Elle plaqua sa chope contre la table avec tant de force que la surface trembla. Phoe, balancée dans un coin, se pinça l'arête du nez avec agacement. Puis, elle se tourna vers cette cliente.
Celle-ci la scruta en retour, la prunelle pétillante.
Le mutisme qui suivit était d'or. Phoe se mit sur ses gardes ; Xi les regarda tour à tour avec confusion ; et Loë essora le bas de la tunique ballante de celle-ci, non sans jeter quelques coups d'œil renfrognés à la borgne.
— Je suis vraiment désolée, répéta-t-elle enfin. Je semble avoir dérangé votre troupe.
Son regard balaya un peu plus Xi et Phoe, pour se poser plus loin, sur un quinquagénaire solide comme un roc.
— Vous voulez qu'elle vous paye une bière pour se faire pardonner ? grommela d'ailleurs ce bougre. Elle a le fric pour.
— Non, merci, maugréa Loë. Passez une excellente soirée, messieurs dames.
Ainsi les rejeta-t-il, bien amer. Lorsque Shazar retrouva ses esprits, les deux étranges silhouettes à l'extérieur s'imposèrent aussitôt dans son esprit.
— C'est vrai, souffla-t-il. Loë, il y a deux personnes étranges, dehors...

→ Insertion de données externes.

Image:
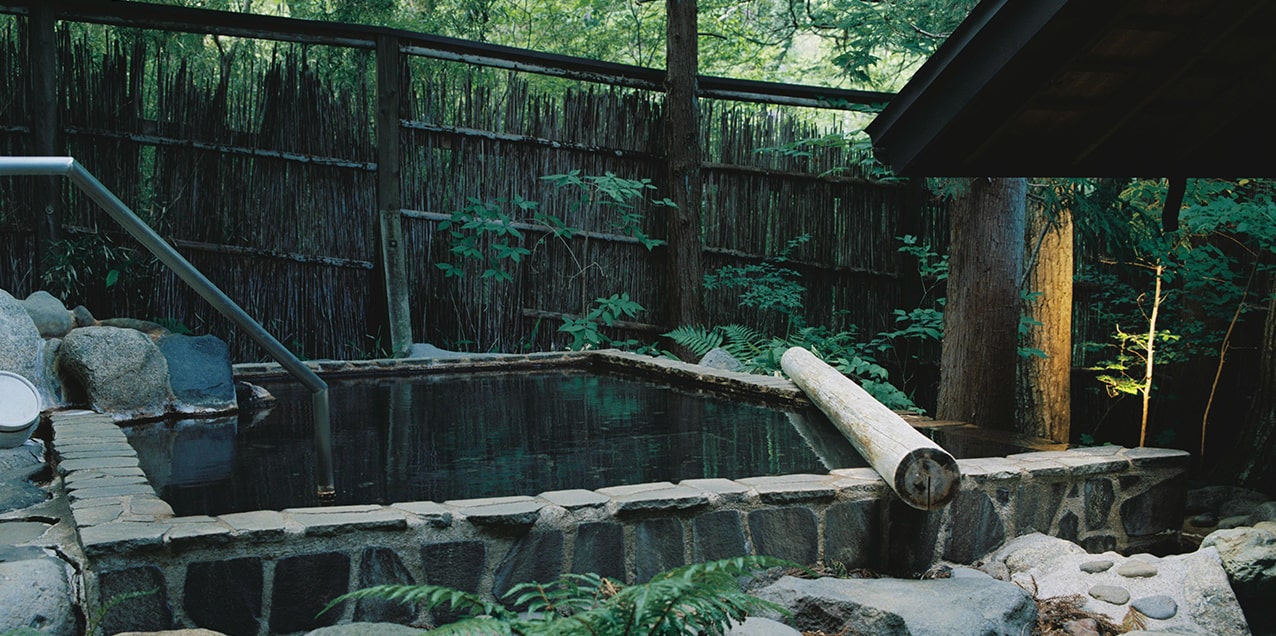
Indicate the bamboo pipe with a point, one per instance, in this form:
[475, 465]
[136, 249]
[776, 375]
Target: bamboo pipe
[921, 473]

cependant, lorsqu'il lui montra la scène, elles n'étaient plus là.
***
Les Cieux, au même instant
Je n'y crois pas, pensa Yllias, une main plaquée sur le front. Cette idiote de Sweerias a réussi à renverser sa bière sur eux... Elle étudiait la scène au travers du Canard Spirituel de Phoe, toujours coincé dans son sac. De la taverne, elle ne percevait qu'une foule dense et des bouts de dialogue ; cependant, ceux entre ces Shazar, Xi, Loë et Phoe, étaient tout à fait clairs.
La Déesse de la Piraterie avait-elle consciemment éclaboussé cette pauvre Xi ?
Dans cet accident, la réactivité de celle-ci l'avait soufflée. Elle avait agi en un battement de cil pour protéger ce Loë. Elle avait tout autant résisté à la tempête ayant ravagé les plaines du Nord de l'Empire de Hanâ, non sans retrouver ce jeune homme et Phoe...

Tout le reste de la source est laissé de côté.